I have some numbers stored in a vector . I want to find which number appears most in the vector.

Is there any easy/fast algorithm (STL or whatever) that does this ?

+3  A: 

Sort it, then iterate through it and keep a counter that you increment when the current number is the same as the previous number and reset to 0 otherwise. Also keep track of what was the highest value of the counter thus far and what the current number was when that value was reached. This solution is O(n log n) (because of the sort).

Alternatively you can use a hashmap from int to int (or if you know the numbers are within a limited range, you could just use an array) and iterate over the vector, increasing the_hashmap[current_number] by 1 for each number. Afterwards iterate through the hashmap to find its largest value (and the key belonging to it). This requires a hashmap datastructure though (unless you can use arrays which will also be faster), which isn't part of STL.

sepp2k
Just to add the obvious, for sorting using STL's sort:http://www.cplusplus.com/reference/algorithm/sort/
Ben Hocking
@Steve314: unordered_map will be in the upcoming standard.
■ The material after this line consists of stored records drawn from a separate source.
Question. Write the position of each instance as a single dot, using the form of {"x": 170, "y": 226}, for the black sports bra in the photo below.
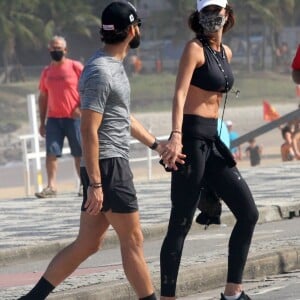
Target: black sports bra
{"x": 210, "y": 76}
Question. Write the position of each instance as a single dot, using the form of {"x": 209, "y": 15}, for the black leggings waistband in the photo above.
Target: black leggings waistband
{"x": 199, "y": 127}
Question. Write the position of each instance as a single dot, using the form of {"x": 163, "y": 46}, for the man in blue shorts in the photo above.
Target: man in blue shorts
{"x": 106, "y": 125}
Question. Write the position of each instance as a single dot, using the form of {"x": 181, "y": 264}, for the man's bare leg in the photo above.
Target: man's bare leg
{"x": 91, "y": 234}
{"x": 130, "y": 235}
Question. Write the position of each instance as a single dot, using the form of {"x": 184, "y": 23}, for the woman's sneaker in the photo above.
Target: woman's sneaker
{"x": 47, "y": 192}
{"x": 242, "y": 297}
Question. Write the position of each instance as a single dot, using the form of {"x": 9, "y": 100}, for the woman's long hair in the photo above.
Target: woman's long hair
{"x": 199, "y": 30}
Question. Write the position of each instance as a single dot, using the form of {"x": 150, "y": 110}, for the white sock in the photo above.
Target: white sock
{"x": 235, "y": 297}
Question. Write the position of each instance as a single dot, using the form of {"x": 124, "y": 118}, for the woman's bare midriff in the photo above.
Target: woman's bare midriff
{"x": 202, "y": 103}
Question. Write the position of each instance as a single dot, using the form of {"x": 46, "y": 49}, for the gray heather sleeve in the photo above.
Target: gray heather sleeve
{"x": 94, "y": 88}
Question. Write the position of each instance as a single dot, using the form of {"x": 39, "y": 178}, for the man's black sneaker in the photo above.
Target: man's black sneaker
{"x": 242, "y": 297}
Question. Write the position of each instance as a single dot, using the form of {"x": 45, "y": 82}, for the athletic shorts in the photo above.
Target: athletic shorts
{"x": 56, "y": 131}
{"x": 117, "y": 185}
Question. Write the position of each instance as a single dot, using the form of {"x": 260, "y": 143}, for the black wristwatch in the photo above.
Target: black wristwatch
{"x": 154, "y": 145}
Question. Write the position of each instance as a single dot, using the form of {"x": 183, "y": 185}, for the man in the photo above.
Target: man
{"x": 59, "y": 107}
{"x": 236, "y": 151}
{"x": 296, "y": 67}
{"x": 109, "y": 194}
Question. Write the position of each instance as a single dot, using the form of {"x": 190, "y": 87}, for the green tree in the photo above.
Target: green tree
{"x": 65, "y": 16}
{"x": 19, "y": 27}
It is not in the 2003 (i.e. current) standard.
sepp2k
Wierd - I somehow got the idea that TR1 was the 2003 "first text revision".
Steve314
@Steve314: ISO 14882:2003 is effectively 14882:1998 plus **TC1**, TR1 is just a 'report' and not a corrigendum and hasn't yet made it into a new version of the standard.
Charles Bailey
Ah - so somewhere along the line I confused TC1 with TR1 - that explains a thing or two.
Steve314
You don't need two passes. You can do this in a single pass, keeping track of the largest count "as you go". See code below.
tucuxi
A: 

This is how i did it:

    int max=0,mostvalue=a[0];
    for(i=0;i<a.size();i++)
    {
        co = (int)count(a.begin(), a.end(), a[i]);
        if(co > max)
        {       max = co;
                mostvalue = a[i];
        }
    }

I just don't know how fast it is, i.e. O() ? If someone could calculate it and post it here that would be fine.

VaioIsBorn
It's O(n * n), so not the most efficient method but it is read-only and requires no additional storage if that's important.
Charles Bailey
This is O(n^2), because every time you call count, it looks at every element in the vector. It can be done in O(n) (http://stackoverflow.com/questions/512590/computing-the-statistical-mode/512601#512601)
Matthew Flaschen
A: 

If you want to avoid sorting your vector v, use a map:

int max = 0;
int most_common = -1;
map<int,int> m;
for (vi = v.begin(); vi != v.end(); vi++) {
  m[*vi]++;
  if (m[*vi] > max) {
    max = m[*vi]; 
    most_common = *vi;
  }
}

This requires more memory and has a very similar expected runtime. The memory required should be on the order of a full vector copy, less if there are many duplicate entries.